The impact of sports betting will continue to play a major role in the Indian gaming industry in 2020.

The NFL is on target to earn $2.3 billion annually from legal sports betting, according to the American Gaming Association (AGA). In addition, seven NFL teams currently have relationships with gaming operators and that number will continue to increase.

The Chickasaw Nation and WinStar Casino recently signed a deal with the Dallas Cowboys to become their official casino sponsor, the Green Bay Packers expanded their relationship with the Oneida Casino and the Buffalo Bills with Seneca Resorts and Casinos.

We can also expect to see more states to legalize sports betting. Currently, 13 states have passed full scale legalized sports betting with many more having recent bills passed or introduced to the state legislatures.  

Corruption, both internally and externally, have been raised as concerns as the sports betting market expands.

Outside of Nevada, this is “new business” for the U.S., and regulatory challenges will occur, including issues surrounding regulatory fees, Title 31/AML compliance, corruption and bribery, payment processing, identity theft (mobile betting) and banking considerations.

Fortunately, regulators have a world of experience to draw upon, gleaning intelligence from jurisdictions around the globe where sports betting has been legal for decades.
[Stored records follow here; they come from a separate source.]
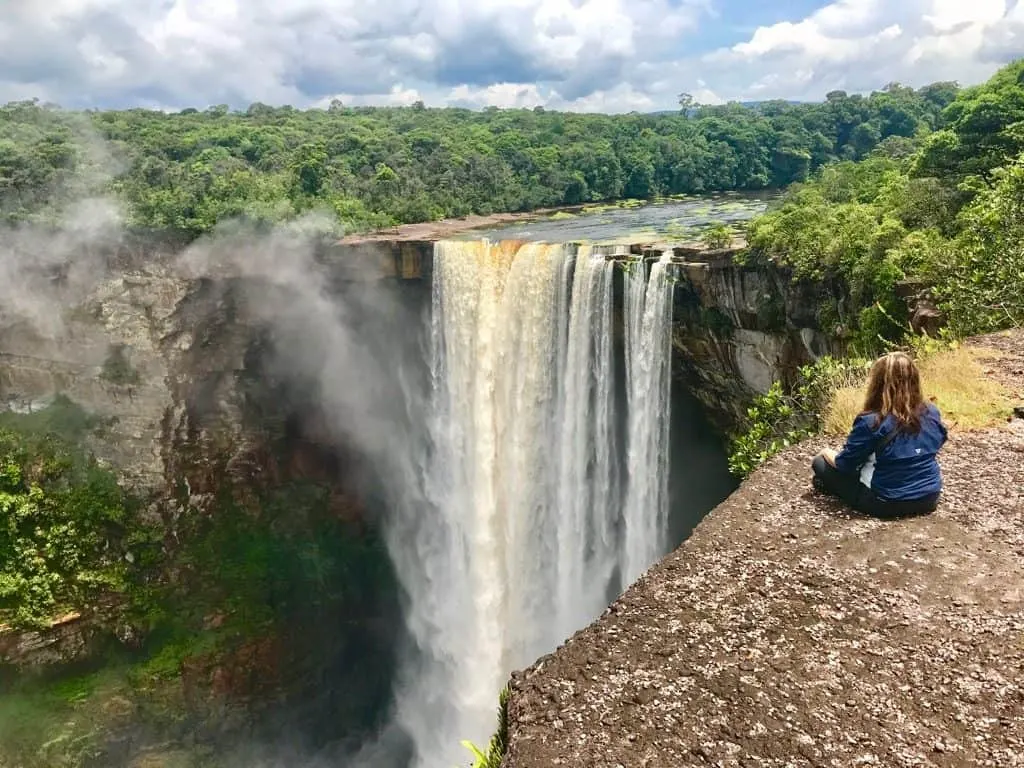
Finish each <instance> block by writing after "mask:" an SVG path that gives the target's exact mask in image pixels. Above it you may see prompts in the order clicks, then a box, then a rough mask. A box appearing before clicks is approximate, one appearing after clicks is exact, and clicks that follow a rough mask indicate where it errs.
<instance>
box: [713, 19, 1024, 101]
mask: <svg viewBox="0 0 1024 768" xmlns="http://www.w3.org/2000/svg"><path fill="white" fill-rule="evenodd" d="M1019 15H1020V9H1019V7H1017V3H1016V1H1015V0H1011V1H1010V2H1007V0H971V2H966V1H965V0H903V1H902V2H900V3H898V4H897V3H892V2H889V0H838V2H835V3H831V4H829V5H827V6H824V7H823V8H821V9H819V10H818V11H816V12H815V13H813V14H811V15H809V16H807V17H806V18H804V19H801V20H799V22H796V23H793V22H783V23H779V24H775V25H772V26H768V27H762V28H760V29H758V30H757V31H756V32H755V33H754V35H753V36H751V38H750V39H749V40H744V41H741V42H739V43H736V44H734V45H732V46H730V47H728V48H723V49H721V50H717V51H714V52H712V53H710V54H708V55H706V56H703V57H702V58H701V59H700V62H699V63H700V65H701V66H702V67H706V68H719V69H720V70H721V71H722V73H724V74H723V75H722V76H721V77H720V78H718V79H717V81H716V86H717V88H718V89H721V90H724V91H727V92H728V93H729V94H730V96H732V97H739V98H820V97H821V95H822V94H824V93H826V92H827V91H829V90H834V89H846V90H849V91H866V90H871V89H877V88H880V87H882V86H883V85H885V84H886V83H888V82H892V81H898V82H903V83H906V84H909V85H915V86H920V85H924V84H927V83H929V82H935V81H938V80H957V81H959V82H962V83H965V84H969V83H977V82H980V81H982V80H984V79H985V78H987V77H988V76H989V75H991V74H992V72H993V71H994V70H995V69H996V67H997V66H998V65H999V63H1002V62H1004V61H1005V60H1006V59H1007V56H1006V55H1002V56H999V55H994V54H993V51H994V50H996V49H998V50H1000V51H1004V52H1006V51H1009V50H1011V49H1015V50H1016V51H1017V53H1018V54H1021V53H1024V36H1022V35H1021V28H1020V26H1019V25H1018V26H1017V27H1013V26H1011V25H1010V24H1008V20H1009V19H1011V18H1013V17H1015V16H1019Z"/></svg>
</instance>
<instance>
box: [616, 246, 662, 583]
mask: <svg viewBox="0 0 1024 768" xmlns="http://www.w3.org/2000/svg"><path fill="white" fill-rule="evenodd" d="M643 271H644V270H643V265H642V264H638V265H636V268H635V269H633V270H632V271H631V272H630V274H629V275H628V276H627V288H626V317H627V329H626V339H627V342H626V349H627V352H626V354H627V361H626V365H627V372H628V373H627V382H628V385H627V386H628V390H629V403H628V409H629V410H628V413H629V453H628V456H627V466H628V480H627V494H626V505H625V509H624V511H623V518H624V521H625V542H624V547H623V578H624V580H625V583H626V584H631V583H633V582H634V581H636V579H638V578H639V577H640V575H641V574H642V573H643V572H644V570H646V569H647V567H648V566H649V565H650V564H651V563H652V562H653V561H654V560H656V559H657V558H658V557H659V556H660V555H663V554H664V551H665V546H666V541H665V540H666V529H667V527H668V524H669V519H668V515H669V425H670V413H669V408H670V403H671V392H672V286H671V283H670V275H669V261H668V253H666V254H665V255H663V257H662V260H660V261H658V262H657V263H655V264H653V265H651V268H650V278H649V280H647V281H644V274H643Z"/></svg>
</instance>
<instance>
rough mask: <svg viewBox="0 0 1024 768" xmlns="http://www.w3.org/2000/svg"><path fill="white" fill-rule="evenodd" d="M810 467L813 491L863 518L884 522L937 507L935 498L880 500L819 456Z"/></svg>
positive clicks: (856, 479) (873, 493) (853, 476)
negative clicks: (847, 508)
mask: <svg viewBox="0 0 1024 768" xmlns="http://www.w3.org/2000/svg"><path fill="white" fill-rule="evenodd" d="M811 467H812V468H813V469H814V485H815V487H817V488H818V489H819V490H822V492H824V493H825V494H828V495H829V496H838V497H839V498H840V499H842V500H843V501H844V502H845V503H846V504H847V505H848V506H850V507H853V508H854V509H855V510H857V511H858V512H863V513H864V514H865V515H871V516H872V517H885V518H895V517H914V516H916V515H927V514H929V513H931V512H934V511H935V508H936V507H937V506H938V505H939V495H938V494H932V495H930V496H926V497H924V498H922V499H910V500H907V501H901V502H889V501H886V500H885V499H879V497H878V496H876V495H874V492H873V490H871V489H870V488H869V487H867V486H866V485H865V484H864V483H862V482H861V481H860V477H859V476H858V475H850V474H845V473H843V472H840V471H839V470H838V469H836V467H834V466H833V465H831V464H829V463H828V462H826V461H825V460H824V457H821V456H816V457H814V462H813V463H812V464H811Z"/></svg>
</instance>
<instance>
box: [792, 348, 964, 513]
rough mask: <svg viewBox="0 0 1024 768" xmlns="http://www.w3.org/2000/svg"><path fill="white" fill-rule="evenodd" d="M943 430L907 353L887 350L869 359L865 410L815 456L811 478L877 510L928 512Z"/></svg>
mask: <svg viewBox="0 0 1024 768" xmlns="http://www.w3.org/2000/svg"><path fill="white" fill-rule="evenodd" d="M946 437H947V433H946V427H945V425H944V424H943V423H942V417H941V416H940V415H939V410H938V409H937V408H936V407H935V406H933V404H932V403H930V402H927V401H926V400H925V396H924V393H923V392H922V388H921V374H920V373H919V372H918V367H916V366H915V365H914V364H913V360H912V359H911V358H910V357H909V356H908V355H906V354H903V353H902V352H893V353H892V354H887V355H885V356H884V357H881V358H880V359H878V360H877V361H876V362H874V365H873V366H871V371H870V373H869V374H868V376H867V397H866V398H865V400H864V411H863V413H861V414H860V415H859V416H858V417H857V418H856V419H855V420H854V422H853V429H852V430H851V431H850V434H849V435H848V436H847V438H846V445H845V446H844V447H843V451H841V452H840V453H839V455H837V454H835V453H834V452H831V451H824V452H822V453H821V454H819V455H818V456H816V457H815V458H814V462H813V464H812V466H813V468H814V486H815V487H816V488H818V489H819V490H823V492H824V493H826V494H830V495H831V496H838V497H839V498H841V499H842V500H843V501H844V502H846V503H847V504H848V505H850V506H851V507H853V508H854V509H856V510H859V511H860V512H864V513H866V514H869V515H874V516H877V517H905V516H909V515H922V514H928V513H930V512H934V511H935V508H936V507H937V506H938V503H939V495H940V493H941V490H942V476H941V474H940V472H939V463H938V461H937V460H936V456H937V455H938V453H939V450H940V449H941V447H942V445H943V444H944V443H945V441H946Z"/></svg>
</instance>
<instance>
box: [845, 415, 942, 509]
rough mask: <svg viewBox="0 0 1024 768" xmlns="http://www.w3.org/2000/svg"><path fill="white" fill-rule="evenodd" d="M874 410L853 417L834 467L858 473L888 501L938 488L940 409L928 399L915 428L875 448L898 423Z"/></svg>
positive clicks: (939, 489) (892, 419)
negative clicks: (880, 422) (880, 445)
mask: <svg viewBox="0 0 1024 768" xmlns="http://www.w3.org/2000/svg"><path fill="white" fill-rule="evenodd" d="M877 422H878V414H862V415H860V416H858V417H857V418H856V419H855V420H854V422H853V429H852V430H851V431H850V434H849V435H848V436H847V438H846V445H845V446H844V447H843V451H842V452H841V453H840V454H839V456H837V457H836V468H837V469H838V470H839V471H840V472H844V473H847V474H858V473H859V474H860V481H861V482H863V483H864V484H865V485H867V486H869V487H870V488H871V490H873V492H874V494H876V496H878V497H879V498H880V499H883V500H885V501H890V502H896V501H905V500H910V499H921V498H923V497H926V496H930V495H932V494H937V493H939V492H940V490H942V475H941V474H940V472H939V463H938V461H937V460H936V458H935V457H936V455H937V454H938V453H939V450H940V449H941V447H942V445H943V444H944V443H945V441H946V436H947V435H946V427H945V425H944V424H943V423H942V417H941V416H940V414H939V410H938V409H937V408H936V407H935V406H933V404H931V403H929V406H928V411H927V412H926V413H925V414H923V415H922V417H921V431H920V432H918V433H916V434H914V433H910V432H900V433H899V434H897V435H896V436H895V437H894V438H893V439H892V440H890V441H889V443H888V444H887V445H885V446H884V447H882V450H881V452H879V451H878V450H879V446H880V445H881V444H882V441H883V440H885V439H886V437H887V436H889V434H890V433H891V432H892V431H893V430H894V429H895V428H896V420H895V419H894V418H893V417H892V416H888V417H886V419H885V421H883V422H882V423H881V424H878V423H877Z"/></svg>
With regulated markets and proper resources, corruption should be less of a concern as it was in the past where anyone could bet illegally with bookies or online out of the U.S.

You can also expect 2020 to be a busy year for accountants with the new changes related to lease accounting, GASB 87, that will be effective after Dec. 15, 2019. This new lease standard fundamentally alters lease accounting for tribal entities.

Depending on the type of leases at your facility, this could have a serious financial statement impact.

It will be important for leadership to understand possible accounting impact of changes of key stakeholders from debt covenants, operational ratios, profitability that distribution may be tied to and note disclosures. The analysis will be key and should involve compiling all your leases, establish the terms of each lease, calculate the value of the asset or liability related to the lease and review the related journal entries.